Saturday, June 25, 2005

Who Are We, Anyway?

Did anyone else see this? Thursday, CNN.com was reporting that women and minorities are underrepresented in the U.S. technology industry. I'm not so sure that part was news. However, the article did contain some fascinating items.

This part was incredibly disturbing to me:

Women made up 32 percent of the tech work force in 2004, a drop from 41 percent at its peak in 1996. That's largely because of the shrinking number of administrative jobs in the tech industry, the Arlington, Virginia-based Information Technology Association of America said. [Boldface added.]
Let me be perfectly clear on this: Are we saying that women in tech jobs aren't really technical, they're administrative? So we have fewer women in IT because we've fired all the secretaries? Am I overreacting? 'Cause my pointy stiletto shoes are gettin' all fidgety over here.
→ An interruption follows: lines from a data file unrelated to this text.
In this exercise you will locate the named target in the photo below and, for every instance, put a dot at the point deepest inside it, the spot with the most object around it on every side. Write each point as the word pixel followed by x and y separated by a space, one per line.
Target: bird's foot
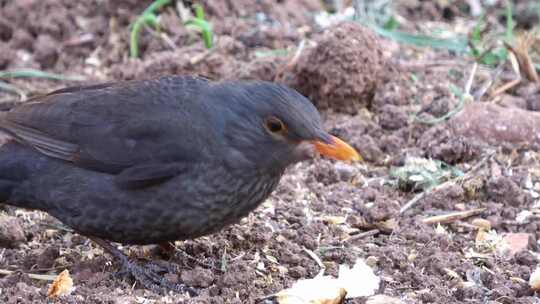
pixel 151 276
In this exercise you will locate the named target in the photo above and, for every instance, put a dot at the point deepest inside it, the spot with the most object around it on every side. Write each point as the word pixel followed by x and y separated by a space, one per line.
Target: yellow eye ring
pixel 274 125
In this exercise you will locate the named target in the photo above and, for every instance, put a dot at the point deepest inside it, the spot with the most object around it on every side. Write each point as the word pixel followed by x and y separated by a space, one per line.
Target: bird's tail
pixel 6 187
pixel 13 170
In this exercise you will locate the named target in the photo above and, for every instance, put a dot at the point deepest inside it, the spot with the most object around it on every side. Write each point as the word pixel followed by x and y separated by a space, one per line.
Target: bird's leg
pixel 148 276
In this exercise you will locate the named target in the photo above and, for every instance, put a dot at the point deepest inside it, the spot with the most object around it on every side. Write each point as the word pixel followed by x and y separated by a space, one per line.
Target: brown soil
pixel 265 253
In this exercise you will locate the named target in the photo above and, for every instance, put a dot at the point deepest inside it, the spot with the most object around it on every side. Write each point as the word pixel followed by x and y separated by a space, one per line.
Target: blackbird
pixel 157 160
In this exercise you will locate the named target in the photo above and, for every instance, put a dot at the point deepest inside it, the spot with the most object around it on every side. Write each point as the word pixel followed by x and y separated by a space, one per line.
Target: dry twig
pixel 448 183
pixel 452 217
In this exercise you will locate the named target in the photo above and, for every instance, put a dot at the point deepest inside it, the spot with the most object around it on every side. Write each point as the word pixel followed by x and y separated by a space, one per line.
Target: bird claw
pixel 151 277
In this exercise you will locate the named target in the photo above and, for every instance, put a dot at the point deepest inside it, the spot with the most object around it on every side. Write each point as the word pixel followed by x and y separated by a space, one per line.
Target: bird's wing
pixel 112 127
pixel 142 176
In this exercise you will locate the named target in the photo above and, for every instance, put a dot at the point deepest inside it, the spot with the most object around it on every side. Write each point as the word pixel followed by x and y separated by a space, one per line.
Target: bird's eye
pixel 274 125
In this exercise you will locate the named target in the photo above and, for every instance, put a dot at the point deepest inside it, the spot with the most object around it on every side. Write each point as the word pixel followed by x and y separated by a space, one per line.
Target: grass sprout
pixel 422 174
pixel 200 23
pixel 147 18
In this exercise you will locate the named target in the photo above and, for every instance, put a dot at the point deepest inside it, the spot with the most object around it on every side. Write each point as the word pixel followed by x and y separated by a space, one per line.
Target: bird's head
pixel 270 126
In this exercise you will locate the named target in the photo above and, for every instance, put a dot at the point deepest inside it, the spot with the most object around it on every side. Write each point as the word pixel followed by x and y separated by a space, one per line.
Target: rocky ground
pixel 481 165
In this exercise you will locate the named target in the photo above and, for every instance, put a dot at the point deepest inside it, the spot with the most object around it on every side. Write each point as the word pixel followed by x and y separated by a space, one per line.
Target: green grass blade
pixel 31 73
pixel 205 28
pixel 147 17
pixel 457 44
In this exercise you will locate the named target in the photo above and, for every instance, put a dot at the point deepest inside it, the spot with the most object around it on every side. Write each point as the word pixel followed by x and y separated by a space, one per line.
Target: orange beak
pixel 338 150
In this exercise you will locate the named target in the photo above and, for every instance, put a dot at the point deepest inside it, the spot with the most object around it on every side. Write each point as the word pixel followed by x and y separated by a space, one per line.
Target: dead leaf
pixel 319 290
pixel 517 242
pixel 383 299
pixel 62 285
pixel 358 281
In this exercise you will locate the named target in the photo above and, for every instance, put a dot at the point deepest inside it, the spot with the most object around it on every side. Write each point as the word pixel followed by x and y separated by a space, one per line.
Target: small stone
pixel 198 277
pixel 481 223
pixel 345 171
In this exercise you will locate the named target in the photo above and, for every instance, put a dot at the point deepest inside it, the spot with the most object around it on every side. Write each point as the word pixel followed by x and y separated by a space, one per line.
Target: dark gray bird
pixel 153 161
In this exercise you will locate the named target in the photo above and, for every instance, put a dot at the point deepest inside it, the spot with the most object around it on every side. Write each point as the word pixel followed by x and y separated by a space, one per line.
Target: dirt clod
pixel 343 70
pixel 11 232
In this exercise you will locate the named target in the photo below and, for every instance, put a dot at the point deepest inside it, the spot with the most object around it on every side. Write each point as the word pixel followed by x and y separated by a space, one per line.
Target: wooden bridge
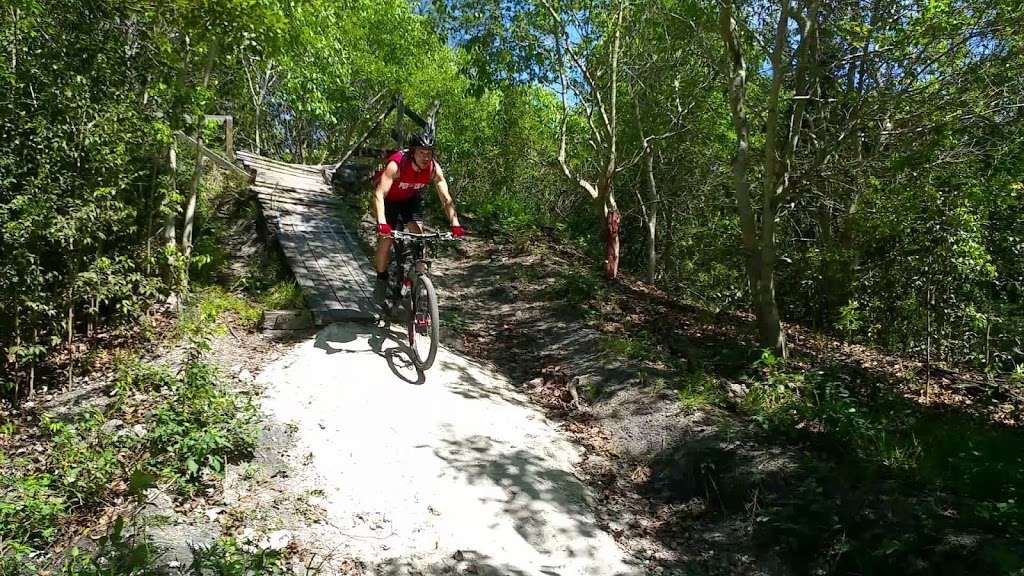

Another bizarre observation by this group: "white" was one of the underrepresented racial groups cited. OK, so if Blacks, Hispanics, and Caucasians are all minorities in IT... who's left? Well.. the study mentions that Asians are overrepresented by a couple hundred percent. OK, so everybody trade in your stereotype of the round, bearded European-looking IT guy. I'm watching you!

But do we even care who does the job, as long as somebody does it? I'm kind of torn on this one. I do not want anybody competent shut out because of superficial physical characteristics. And I certainly don't want anybody incompetent running my servers and having access to my data. But beyond that, I don't much notice the demographics.


I'm pretty sure that people from India are counted under "Asian," but where does "middle eastern" fit into this survey? No, I'm not being paranoid. I'm just wondering, 'cause when I was in college, our engineering department (huge) was full of Saudi students. (Male, of course. Duh.) I imagine plenty of them are employed in this country now. But I never see that demographic listed on the questionnaires. If they're also "Asian," I can better understand the disparity.

Anybody know the answers?

1 comment:

Scone said...

Ha ha! I knew this would bring you out, Jack. :)

That's an interesting point about the Y2K boom. As I recall, 1996 (which they listed as the peak of women's employment in IT) was part of that frenzy. Still, you don't see even 32 percent females at tech conferences these days. My percentage count of women at the last tech conference I went to was in the teens. That offers a whole other batch of gender comparisons and stereotypes. Or maybe they all have my boss.